The time for a Fairness Doctrine has passed, two Congressional Democrats tell CNS News in an interview today.  Senator Ben Cardin and Rep. Chris Van Hollen, both from Maryland, appeared skeptical that an initiative to reinstate the old control on political broadcasting could pass, and would be effective in any regard:

The government “has the responsibility” to make sure there are a “variety of opportunities for people to get information,” said Senator Ben Cardin (D-Md.) when asked about the Fairness Doctrine at the Democratic Senatorial Committee election night party on Tuesday.

Cardin and Rep. Chris Van Hollen (D-Md.) were asked if a station like the Washington, D.C.-based WMAL, which has a lineup of conservative hosts, including Chris Plante, Sean Hannity, Rush Limbaugh and Marc Levin, should be controlled by the government so they offer more balanced content.

“Well first of all, I think that a station should have a balanced approach. I think they are doing their listeners a service when they provide all sides to an issue, but quite frankly, there is more variety today than we’ve had in recent years,” Cardin said. “We have a lot of radio stations that are providing all different types of points of view, and I think there’s a lot of self-selection here. There’s a lot of listeners who are saying, ‘Look, we are going to listen to stations that are balanced,’ so I think the market in some respects is working this out.” …

“I think it’s increasingly difficult because it’s kind of like a balloon. In other words, even if you wanted to go there — and I’m not saying we do — but if you wanted to go there, when you squeeze one end of the balloon, you know, simply the conversation can just go to others,” [Van Hollen] said. “I think even if you wanted to go back to the Fairness Doctrine, technology may have passed it by.”

The Reagan administration ended the Fairness Doctrine twenty-one years ago, leading to a revival of the AM broadcast band, which had begun to die off with the explosion of access to FM and its superior signal quality for stereo music.  At that time, the Internet didn’t exist as a commercial entity, and cable television was still primarily a rural phenomenon, although it had already begun gaining ground in suburbs and cities.  Most people got information either through newspapers or regulated broadcast stations in television and radio.

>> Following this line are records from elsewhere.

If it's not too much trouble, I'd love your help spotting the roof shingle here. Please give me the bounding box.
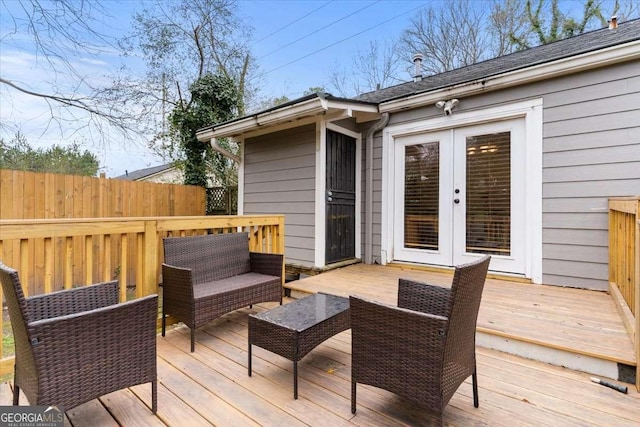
[355,18,640,104]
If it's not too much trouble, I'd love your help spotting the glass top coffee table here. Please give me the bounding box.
[248,292,350,399]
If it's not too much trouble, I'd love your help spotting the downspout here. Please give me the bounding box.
[210,137,241,163]
[364,112,389,264]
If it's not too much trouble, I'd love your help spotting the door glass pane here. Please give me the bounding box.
[466,132,510,255]
[404,142,439,250]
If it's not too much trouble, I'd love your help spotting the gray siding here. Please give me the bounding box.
[372,60,640,290]
[370,135,384,264]
[541,62,640,289]
[244,124,316,266]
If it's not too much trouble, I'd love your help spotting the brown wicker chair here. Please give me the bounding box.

Now, as Van Hollen points out, the world has changed.  With inexpensive broadband increasingly available to all consumers, information flows in many channels.  The Internet does not have federal content regulation or licensing requirements.  Except for explicitly illegal content such as child pornography and expressions of violent overthrow of the United States, anyone can express any opinion on the Internet, with only self-imposed limitations.  Cable and satellite television now dominate markets, most of which technically avoids FCC licensing regulations as well.  Satellite radio has begun to make its own inroads in markets as cable TV did a generation ago.

Only broadcast channels such as terrestrial television and radio fall under the FCC’s aegis now.  Imposing greater restrictions would inevitably lead to the demise of broadcasters, especially in the AM band.  Without politics, most of these stations would cease to exist, and Van Hollen correctly notes that the content would just move to another medium.  The FD would not keep anyone from accessing information that they wanted to get — it would just ensure job losses and irrelevance for AM radio.

It’s interesting to hear this from two Democrats.  While they didn’t want to take a firm position against the FD, it seems that a reinstatement is only popular with a subset of Democrats and not with the party as a whole.  Common sense about technology appears to be winning over partisan hackery — or at least we hope it does.  Make sure to let your representatives in Congress know that Cardin and Van Hollen are right.